Admissions include vaccine-preventable influenza, dental issues, diabetes, infections, chronic diseases and cardiovascular issues.
In Warrnambool the total number of preventable cases leapt 23 per cent from 1295 cases in 2012 to 1596 in 2017.
The highest was in 2016 when there were a staggering 1906 cases.
Of those, many were vaccine-preventable; in the last six years the number of patients who could have avoided hospital if they had been vaccinated rose each year, with 136 per cent more cases - or 116 - presenting in 2017.
That adds up to 36,322 hospital bed days.
With public hospital beds costing an average of $800 a night, that's more than $29 million of taxpayer dollars spent on cases that could have potentially been avoided.
In the Colac-Corangamite region there was a 15.7 per cent jump in preventable hospitalisations from 1112 in 2012 to 1287 in 2017, with peak numbers at 1536 in 2016.
Vaccine preventable hospitalisations shot up more than 322 per cent in five years from 22 to 93 and bed numbers totalled 20,546.
A spike of seven per cent of potentially preventable cases was recorded across Glenelg-Southern Grampians in the research period, from 1116 to 1197.
Those that could have been prevented by a vaccine skyrocketed 511 per cent from 17 cases to 104.
AIHW spokesman Richard Juckes said vaccine-preventable pneumonia and influenza, and congestive cardiac failure accounted for the most days of hospital care.
"Classifying a hospitalisation as 'potentially preventable' does not mean that the hospitalisation itself was unnecessary, however, it indicates that management at an earlier stage may have prevented the patient's condition worsening to the point of hospitalisation," he said.
"PPH rates often increase with increasing remoteness and socioeconomic disadvantage. The gap between people living in very remote areas and major cities widened between 2012 and 2017.
"Similarly, the gap between people living in the lowest and highest socioeconomic areas widened for a number of conditions.

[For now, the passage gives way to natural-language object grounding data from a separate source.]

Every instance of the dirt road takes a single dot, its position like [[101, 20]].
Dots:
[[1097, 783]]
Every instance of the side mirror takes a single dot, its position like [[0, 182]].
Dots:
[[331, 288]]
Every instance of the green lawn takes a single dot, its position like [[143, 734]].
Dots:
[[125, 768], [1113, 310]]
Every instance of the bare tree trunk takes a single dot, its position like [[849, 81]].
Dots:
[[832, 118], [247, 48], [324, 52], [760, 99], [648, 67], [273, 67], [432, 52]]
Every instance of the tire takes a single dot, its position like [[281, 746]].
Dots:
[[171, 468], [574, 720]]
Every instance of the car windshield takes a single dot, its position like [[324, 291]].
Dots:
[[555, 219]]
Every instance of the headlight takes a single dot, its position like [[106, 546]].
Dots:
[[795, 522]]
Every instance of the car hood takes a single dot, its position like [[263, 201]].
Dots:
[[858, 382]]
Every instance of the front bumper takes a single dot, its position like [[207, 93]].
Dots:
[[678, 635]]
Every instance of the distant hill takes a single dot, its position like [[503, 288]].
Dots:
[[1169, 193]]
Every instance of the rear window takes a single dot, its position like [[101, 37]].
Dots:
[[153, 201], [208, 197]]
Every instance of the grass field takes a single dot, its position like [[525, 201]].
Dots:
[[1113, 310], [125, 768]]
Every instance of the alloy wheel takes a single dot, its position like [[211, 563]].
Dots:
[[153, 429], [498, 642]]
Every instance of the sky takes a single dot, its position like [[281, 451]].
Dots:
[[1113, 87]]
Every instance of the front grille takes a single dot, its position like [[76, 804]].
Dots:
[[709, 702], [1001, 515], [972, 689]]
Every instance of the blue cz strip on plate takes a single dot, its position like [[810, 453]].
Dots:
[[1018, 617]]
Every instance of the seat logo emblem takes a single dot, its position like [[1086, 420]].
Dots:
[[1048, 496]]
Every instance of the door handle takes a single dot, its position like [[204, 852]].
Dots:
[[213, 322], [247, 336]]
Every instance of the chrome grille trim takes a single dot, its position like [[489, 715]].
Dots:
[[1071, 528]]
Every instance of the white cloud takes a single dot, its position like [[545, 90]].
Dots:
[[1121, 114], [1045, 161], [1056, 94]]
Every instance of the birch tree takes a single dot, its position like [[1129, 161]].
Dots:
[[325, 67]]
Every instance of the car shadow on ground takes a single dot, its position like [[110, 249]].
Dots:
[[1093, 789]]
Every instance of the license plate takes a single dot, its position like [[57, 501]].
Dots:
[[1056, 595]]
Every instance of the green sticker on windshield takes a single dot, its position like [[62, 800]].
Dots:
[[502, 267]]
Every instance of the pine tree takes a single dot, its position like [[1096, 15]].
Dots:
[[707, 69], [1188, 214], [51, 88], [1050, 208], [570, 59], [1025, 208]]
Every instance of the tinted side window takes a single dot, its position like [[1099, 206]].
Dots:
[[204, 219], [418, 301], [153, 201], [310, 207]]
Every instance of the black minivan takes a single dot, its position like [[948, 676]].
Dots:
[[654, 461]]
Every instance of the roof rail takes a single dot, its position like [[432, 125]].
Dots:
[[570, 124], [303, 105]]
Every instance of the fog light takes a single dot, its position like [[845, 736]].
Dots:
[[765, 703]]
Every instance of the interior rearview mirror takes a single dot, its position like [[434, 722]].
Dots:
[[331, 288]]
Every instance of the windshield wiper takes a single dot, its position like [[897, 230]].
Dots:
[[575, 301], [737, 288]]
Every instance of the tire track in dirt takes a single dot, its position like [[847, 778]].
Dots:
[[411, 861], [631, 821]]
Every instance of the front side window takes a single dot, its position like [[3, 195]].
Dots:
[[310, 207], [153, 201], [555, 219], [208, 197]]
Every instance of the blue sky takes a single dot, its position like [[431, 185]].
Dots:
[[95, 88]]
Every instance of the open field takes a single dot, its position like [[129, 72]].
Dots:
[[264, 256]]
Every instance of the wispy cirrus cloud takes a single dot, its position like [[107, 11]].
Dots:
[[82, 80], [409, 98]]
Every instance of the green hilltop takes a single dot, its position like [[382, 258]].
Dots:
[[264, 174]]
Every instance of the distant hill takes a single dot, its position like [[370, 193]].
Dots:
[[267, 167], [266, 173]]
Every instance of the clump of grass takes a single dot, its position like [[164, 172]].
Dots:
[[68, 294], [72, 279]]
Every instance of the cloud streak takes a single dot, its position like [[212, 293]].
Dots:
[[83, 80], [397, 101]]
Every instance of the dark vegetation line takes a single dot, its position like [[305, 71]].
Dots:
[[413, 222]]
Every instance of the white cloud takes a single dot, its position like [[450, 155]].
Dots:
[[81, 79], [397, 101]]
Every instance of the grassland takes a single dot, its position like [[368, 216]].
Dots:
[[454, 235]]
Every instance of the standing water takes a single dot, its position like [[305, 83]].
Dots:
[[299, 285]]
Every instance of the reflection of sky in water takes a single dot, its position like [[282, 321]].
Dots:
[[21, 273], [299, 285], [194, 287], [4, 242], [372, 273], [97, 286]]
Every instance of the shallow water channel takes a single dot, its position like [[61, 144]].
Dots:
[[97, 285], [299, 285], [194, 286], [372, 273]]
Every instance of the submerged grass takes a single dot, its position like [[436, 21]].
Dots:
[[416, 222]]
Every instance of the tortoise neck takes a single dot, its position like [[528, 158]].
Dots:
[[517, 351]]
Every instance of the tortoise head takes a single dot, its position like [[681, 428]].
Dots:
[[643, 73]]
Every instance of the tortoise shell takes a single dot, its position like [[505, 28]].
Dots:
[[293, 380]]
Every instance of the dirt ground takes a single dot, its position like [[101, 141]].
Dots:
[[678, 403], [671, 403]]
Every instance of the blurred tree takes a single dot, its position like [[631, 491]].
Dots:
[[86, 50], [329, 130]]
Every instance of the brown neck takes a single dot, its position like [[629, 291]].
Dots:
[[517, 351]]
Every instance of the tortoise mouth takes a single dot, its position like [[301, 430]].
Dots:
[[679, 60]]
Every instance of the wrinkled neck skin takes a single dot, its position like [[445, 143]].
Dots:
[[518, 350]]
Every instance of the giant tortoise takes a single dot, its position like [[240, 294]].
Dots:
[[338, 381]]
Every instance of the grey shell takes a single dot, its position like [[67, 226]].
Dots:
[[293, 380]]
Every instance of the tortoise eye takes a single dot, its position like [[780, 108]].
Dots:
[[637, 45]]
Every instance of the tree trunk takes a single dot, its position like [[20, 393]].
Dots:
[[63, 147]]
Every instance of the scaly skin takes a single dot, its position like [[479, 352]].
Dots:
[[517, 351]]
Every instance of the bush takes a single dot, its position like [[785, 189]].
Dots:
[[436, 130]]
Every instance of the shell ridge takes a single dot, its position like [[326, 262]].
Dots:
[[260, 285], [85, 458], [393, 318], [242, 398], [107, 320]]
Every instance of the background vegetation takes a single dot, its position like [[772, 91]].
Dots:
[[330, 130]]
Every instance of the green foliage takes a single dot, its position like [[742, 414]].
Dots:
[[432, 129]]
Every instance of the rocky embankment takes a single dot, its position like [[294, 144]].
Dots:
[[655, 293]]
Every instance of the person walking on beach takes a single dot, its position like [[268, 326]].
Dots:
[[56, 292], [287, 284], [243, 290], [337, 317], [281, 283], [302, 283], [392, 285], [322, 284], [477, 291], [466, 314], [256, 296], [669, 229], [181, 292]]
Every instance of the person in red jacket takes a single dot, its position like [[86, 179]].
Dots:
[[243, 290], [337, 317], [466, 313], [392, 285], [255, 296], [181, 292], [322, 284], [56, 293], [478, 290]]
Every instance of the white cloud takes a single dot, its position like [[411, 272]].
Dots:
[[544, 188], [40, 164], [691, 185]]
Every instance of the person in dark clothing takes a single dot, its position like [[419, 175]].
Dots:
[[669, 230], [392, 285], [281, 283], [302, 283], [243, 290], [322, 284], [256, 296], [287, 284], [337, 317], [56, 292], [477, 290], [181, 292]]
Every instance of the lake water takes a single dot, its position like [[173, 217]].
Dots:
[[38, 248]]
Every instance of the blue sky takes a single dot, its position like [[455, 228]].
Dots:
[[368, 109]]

"It's important to note that a higher rate of PPH doesn't always indicate a less effective health system, but PPH are useful for identifying variations between different groups, and understanding health inequalities."
Nationally, one in 15 hospitalisations could have been prevented through early health interventions.
People aged 65 years and over accounted for almost half (46 per cent) of all potentially preventable hospitalisations, and children (aged 0-14) made up 13 per cent (one in 8).
South West Healthcare failed to respond to The Standard's request for comment.